"It's not algorithms, it's arithmetic": Dick Wolf on why he still prefers broadcast networks to Netflix
Last month at the Television Critics Association summer press tour, Dick Wolf said his “appetite for expansion is not diminished.” This statement was made at the panel for his new procedural FBI—for which he strayed from his longtime network home, NBC—and just weeks before announcing a Law & Order: Special Victims Unit spin-off, so although many journalists laughed, it was more a chuckle of wry acknowledgment. For despite hitting a few bumps in the road, Wolf’s prolificacy has just picked up the pace since he set up shop in Chicago—in the six years since Chicago Fire debuted, he’s already added two spin-offs to the franchise, including Chicago P.D. and Chicago Med. Starting this fall, his Chicago empire will dominate NBC’s Wednesday night lineup, with episodes from the three procedurals airing back to back to back.
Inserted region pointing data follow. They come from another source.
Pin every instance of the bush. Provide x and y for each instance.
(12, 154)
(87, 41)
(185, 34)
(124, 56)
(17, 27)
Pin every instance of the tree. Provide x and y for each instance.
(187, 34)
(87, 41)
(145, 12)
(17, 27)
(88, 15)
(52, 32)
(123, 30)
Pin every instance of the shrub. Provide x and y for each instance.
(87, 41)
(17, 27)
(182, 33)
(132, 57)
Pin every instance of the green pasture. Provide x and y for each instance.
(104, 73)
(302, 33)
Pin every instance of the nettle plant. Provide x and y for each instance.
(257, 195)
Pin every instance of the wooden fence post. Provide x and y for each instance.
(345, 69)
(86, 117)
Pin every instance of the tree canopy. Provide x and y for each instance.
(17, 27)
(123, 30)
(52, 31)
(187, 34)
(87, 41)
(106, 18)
You’d think Wolf’s desire to rule over us one urban drama at a time would have led him to collaborate with Netflix or some other streamer by now, but Wolf told TCA members back in August that while he has “nothing against streaming, the math is a little daunting.” Today at the One Chicago Day press event, where Wolf joined all three Chicago show casts to promote the new schedule, The A.V. Club asked the veteran TV producer to expand on his comments. Here’s what he told us:
Television has changed more in the last 36 months than the last 72 years. I don’t know what the business is going to look like. I mean, if broadcast goes down to a reduced number of episodes, I’d be much more willing to look at streaming. But it’s not even algorithms, it’s arithmetic. You do five years on Netflix, first of all, there’s no back-end. And you’ve got 40 episodes. I do five years on a broadcast network, I’ve got 110 episodes. [It’s] just arithmetic.
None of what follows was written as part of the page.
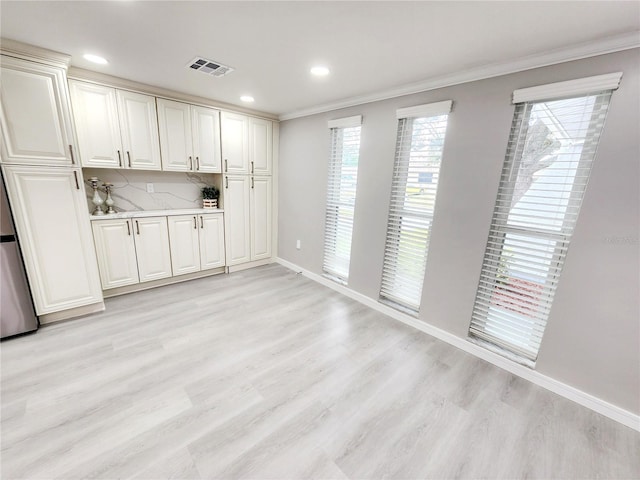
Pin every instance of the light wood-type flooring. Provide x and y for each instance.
(265, 374)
Wolf also reflected on his failed spin-offs, including Chicago Justice and Law & Order: Los Angeles. Regarding the latter, the series creator noted that filming in Los Angeles actually hurt the show, because “if you’re doing urban dramas, you want it to look like a city.” Apparently, Los Angeles doesn’t—but “New York and Chicago look to me like cities…. In New York, all you have to do is tilt the camera and it’s always a great shot because you’ve got buildings going up into the ionosphere and it’s the same here [in Chicago]. This city, to me, is the most beautiful in the country, because of the architecture.”
It was at this point that we mentioned that The A.V. Club is based in Chicago.